Data Profiling and Data Cleansing
Description
According to Wikipedia, data profiling is the process of examining the data available in an existing data source [...] and collecting statistics and information about that data. It encompasses a vast array of methods to examine data sets and produce metadata. Among the simpler results are statistics, such as the number of null values and distinct values in a column, its data type, or the most frequent patterns of its data values. Metadata that are more difficult to compute usually involve multiple columns, such as inclusion dependencies or functional dependencies between columns. More advanced techniques detect approximate properties or conditional properties of the data set at hand. The first part of the lecture examines efficient detection methods for these properties.
Data profiling is relevant as a preparatory step to many use cases, such as query optimization, data mining, data integration, and data cleansing.
Many of the insights gained during data profiling point to deficiencies of the data. Profiling reveals data errors, such as inconsistent formatting within a column, missing values, or outliers. Profiling results can also be used to measure and monitor the general quality of a dataset, for instance by determining the number of records that do not conform to previously established constraints. The second part of the lecture examines various methods and algorithms to improve the quality of data, with an emphasis on the many existing duplicate detection approaches.
Additional information
- Lectures are given in English.
- Slides are available on the HPI-internal materials-folder.
- This lecture is a repetition from summer 2013.
Schedule
Schedule: Mondays at 15:15 and Thursdays at 11:00 in HS 2
The lecture is held in German, this year. It is recorded on tele-task.
ATTENTION: The following schedule is subject to change.
| Date | Topic | Slides |
|---|---|---|
| MO 13.10. | Big Data Introduction | |
| TH 16.10. | Exercise: Metanome and UCCs | slides, task, demo |
| MO 20.10. | Data Profiling Introduction | |
| TH 23.10. | Data profiling challenges and outlook | |
| MO 27.10. | Guest lecture: Unique column combinations (Arvid Heise) | |
| TH 30.10. | no lecture | |
| MO 03.11. | no lecture | |
| TH 06.11. | no lecture | |
| MO 10.11. | Inclusion dependencies | |
| TH 13.11. | Conditional inclusion dependencies | |
| MO 17.11. | Excercise: UCCs and INDs | slides, task |
| TH 20.11. | Thorsten Papenbrock & Sebastian Kruse: Advanced IND Detection Methods | |
| MO 24.11. | Functional dependencies | |
| TH 27.11. | Guest lecture: Yannick Saillet (IBM) | |
| MO 01.12. | Functional dependencies | |
| TH 04.12. | Jens Ehrlich & Fabian Tschirschnitz: Conditional Uniques & IND Detection at Scale | |
| MO 08.12. | Excercise: INDs and FDs | slides, task |
| TH 11.12. | Functional dependencies | |
| MO 15.12. | Introduction to Data Quality | |
| TH 18.12. | Duplicate Detection | |
| Christmas holidays | ||
| MO 05.01. | Similarity measures | |
| TH 08.01. | Similarity measures | |
| MO 12.01. | Excercise: FDs and Duplicate Detection | slides, task |
| TH 15.01. | Sorted Neighborhood Methods | |
| MO 19.01. | Sorted Neighborhood Methods | |
| TH 22.01. | no lecture | |
| MO 26.01. | Generic Entity Resolution | |
| TH 29.01. | Anja Jentzsch: Profiling Linked Open Data | |
| MO 02.02. | Excercise: Duplicate Detection | slides |
| TH 05.02. | Exam preparation | |
| WED 11.02. (10 - 12am) | Exam in HS 1 |
Literature
The course does not follow a textbook.

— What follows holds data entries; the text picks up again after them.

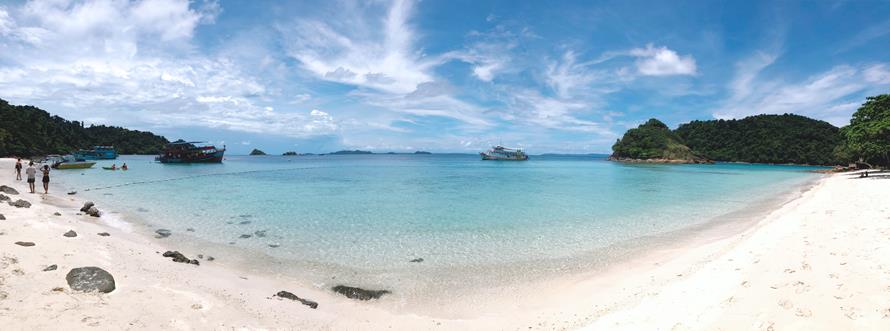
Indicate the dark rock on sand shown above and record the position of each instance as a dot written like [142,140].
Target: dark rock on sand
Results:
[20,204]
[291,296]
[163,233]
[178,257]
[359,293]
[86,206]
[8,190]
[89,279]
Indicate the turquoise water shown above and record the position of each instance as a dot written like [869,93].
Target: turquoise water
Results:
[373,213]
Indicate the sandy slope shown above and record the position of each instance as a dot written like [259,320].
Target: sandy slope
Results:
[819,262]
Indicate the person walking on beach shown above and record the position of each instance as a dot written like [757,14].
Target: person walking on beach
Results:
[18,169]
[31,172]
[45,179]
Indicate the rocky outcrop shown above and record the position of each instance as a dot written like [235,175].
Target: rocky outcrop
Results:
[291,296]
[90,279]
[359,293]
[20,204]
[178,257]
[8,190]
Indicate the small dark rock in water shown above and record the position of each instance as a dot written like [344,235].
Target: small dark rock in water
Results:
[163,233]
[20,204]
[89,279]
[86,206]
[291,296]
[359,293]
[178,257]
[8,190]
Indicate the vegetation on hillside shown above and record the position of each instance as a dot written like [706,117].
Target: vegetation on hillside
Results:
[867,138]
[30,131]
[652,140]
[784,138]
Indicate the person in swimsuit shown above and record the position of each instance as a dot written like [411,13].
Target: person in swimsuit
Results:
[46,179]
[32,175]
[18,169]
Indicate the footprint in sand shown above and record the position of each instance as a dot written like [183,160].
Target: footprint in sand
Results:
[785,303]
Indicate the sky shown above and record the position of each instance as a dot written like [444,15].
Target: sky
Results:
[440,76]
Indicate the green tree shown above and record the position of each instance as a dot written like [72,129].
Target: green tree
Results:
[868,134]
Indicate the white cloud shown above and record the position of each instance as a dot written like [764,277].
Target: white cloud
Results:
[661,61]
[831,95]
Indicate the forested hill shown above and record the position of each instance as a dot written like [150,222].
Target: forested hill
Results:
[784,138]
[31,131]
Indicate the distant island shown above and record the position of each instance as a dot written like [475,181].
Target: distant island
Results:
[31,131]
[653,142]
[345,152]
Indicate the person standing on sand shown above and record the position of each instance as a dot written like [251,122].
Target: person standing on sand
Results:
[18,169]
[32,175]
[45,179]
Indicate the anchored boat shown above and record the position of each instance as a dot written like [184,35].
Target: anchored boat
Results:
[181,151]
[504,153]
[97,153]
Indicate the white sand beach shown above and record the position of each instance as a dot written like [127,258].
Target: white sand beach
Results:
[819,262]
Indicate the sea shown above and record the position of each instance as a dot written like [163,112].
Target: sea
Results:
[363,219]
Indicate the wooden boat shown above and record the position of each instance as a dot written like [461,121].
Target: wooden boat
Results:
[190,152]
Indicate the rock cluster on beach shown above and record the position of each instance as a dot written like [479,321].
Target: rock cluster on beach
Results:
[291,296]
[359,293]
[178,257]
[90,209]
[90,279]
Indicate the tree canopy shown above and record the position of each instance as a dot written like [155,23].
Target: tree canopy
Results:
[868,135]
[31,131]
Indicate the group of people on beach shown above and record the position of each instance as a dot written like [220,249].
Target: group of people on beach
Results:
[31,172]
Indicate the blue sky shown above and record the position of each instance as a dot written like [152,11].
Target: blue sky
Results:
[442,76]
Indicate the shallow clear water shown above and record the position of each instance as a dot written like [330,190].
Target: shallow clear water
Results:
[373,213]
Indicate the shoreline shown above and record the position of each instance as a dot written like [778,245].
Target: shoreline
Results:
[227,299]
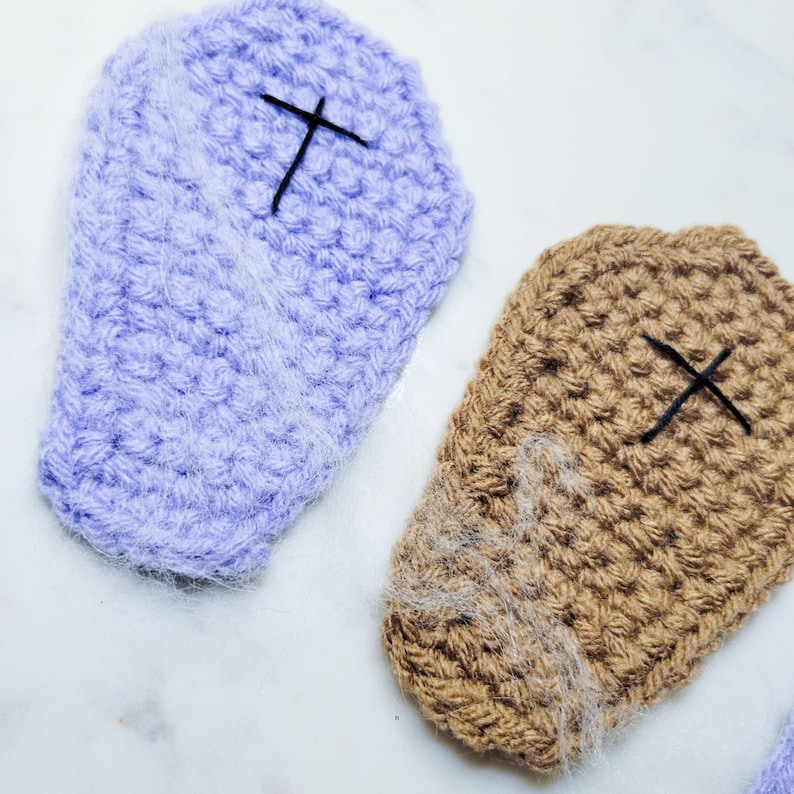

Each lecture references various scientific articles and other sources of information. Good sources to find those articles are
- DBLP
- ACM's Digital Library
- Google Scholar
- Author's homepages
Below is a list of books that are of general interest to the lecture
Data Profiling (mostly book about data mining)
- A short introductory article: Felix Naumann, Data Profiling Revisited, SIGMOD Record 2013
- Jiawei Han, Micheline Kamber, Jian Pei: Data Mining: Concepts and Techniques
- Dorian Pyle: Data Preparation for Data Mining
Data Cleansing
- Ulf Leser und Felix Naumann: Informationsintegration, dpunkt Verlag, 2006.
Das Buch steht vielfach in der Bibliothek und bei uns am Lehrstuhl. Außerdem z.B. bei Amazon.de. - Peter Christen: Data Matching, Springer
Das Buch steht 10x in der Bibliothek - Alon Halevy et al "Information Integration"
- Tamer Özsu and Patrick Valduriez "Distributed Database Systems"
- Stefan Conrad "Föderierte Datenbanksysteme"
Exam
A written exam will take place on February 11 from 10am until noon in HS 1.